PRAISE study - Amlodipine vs Placebo in Severe Heart Failure, NEJM (1996) [PubMed abstract]
  • The PRAISE study enrolled 1153 patients with severe heart failure
Main inclusion criteria
  • NYHA class III or IV heart failure
  • EF < 30%
Main exclusion criteria
  • SBP < 85 or > 159
  • DBP > 89
  • Serum creatinine > 3 mg/dl
  • Treatment with beta blockers
  • Treatment with CCB
Baseline characteristics
  • Average age 64 years
  • NYHA class: III - 81% | IV - 19%
  • Average BP - 117/72
  • Average EF - 21%
Randomized treatment groups
  • Group 1 (571 patients) Amlodipine once daily with a target dose of 10 mg (average dose achieved was 8.8 mg)
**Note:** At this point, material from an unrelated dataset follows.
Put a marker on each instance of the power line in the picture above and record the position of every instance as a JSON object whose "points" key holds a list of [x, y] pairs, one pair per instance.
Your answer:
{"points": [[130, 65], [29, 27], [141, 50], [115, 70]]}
  • Group 2 (582 patients) Placebo once daily
  • Almost all patients in the study were taking digoxin, an ACE inhibitor, and diuretics
  • Randomization was stratified by type of heart failure - ischemic or nonischemic dilated cardiomyopathy
Primary outcome: Composite of death from any cause or hospitalization for major cardiovascular event defined as acute pulmonary edema, severe hypoperfusion, acute myocardial infarction, or sustained or hemodynamically destabilizing ventricular tachycardia or fibrillation
Results

Duration: Median of 13.8 months
Outcome Amlodipine Placebo Comparisons
Primary outcome 39% 42% p=0.31
Overall mortality 33% 38% p=0.07
Peripheral edema 27% 18% p<0.05
Pulmonary edema 15% 10% p<0.05
Drug discontinuation 14.4% 16% N/A
  • In the subgroup of patients with nonischemic dilated cardiomyopathy, amlodipine improved both the primary outcome (p=0.04) and overall survival (p<0.001) when compared to placebo
  • The amlodipine group achieved a significantly lower BP than the placebo group at 3 months (SBP and DBP lower by 2 mmHg)

Findings: Amlodipine did not increase cardiovascular morbidity or mortality in patients with severe heart failure. The possibility that amlodipine prolongs survival in patients with nonischemic dilated cardiomyopathy requires further study.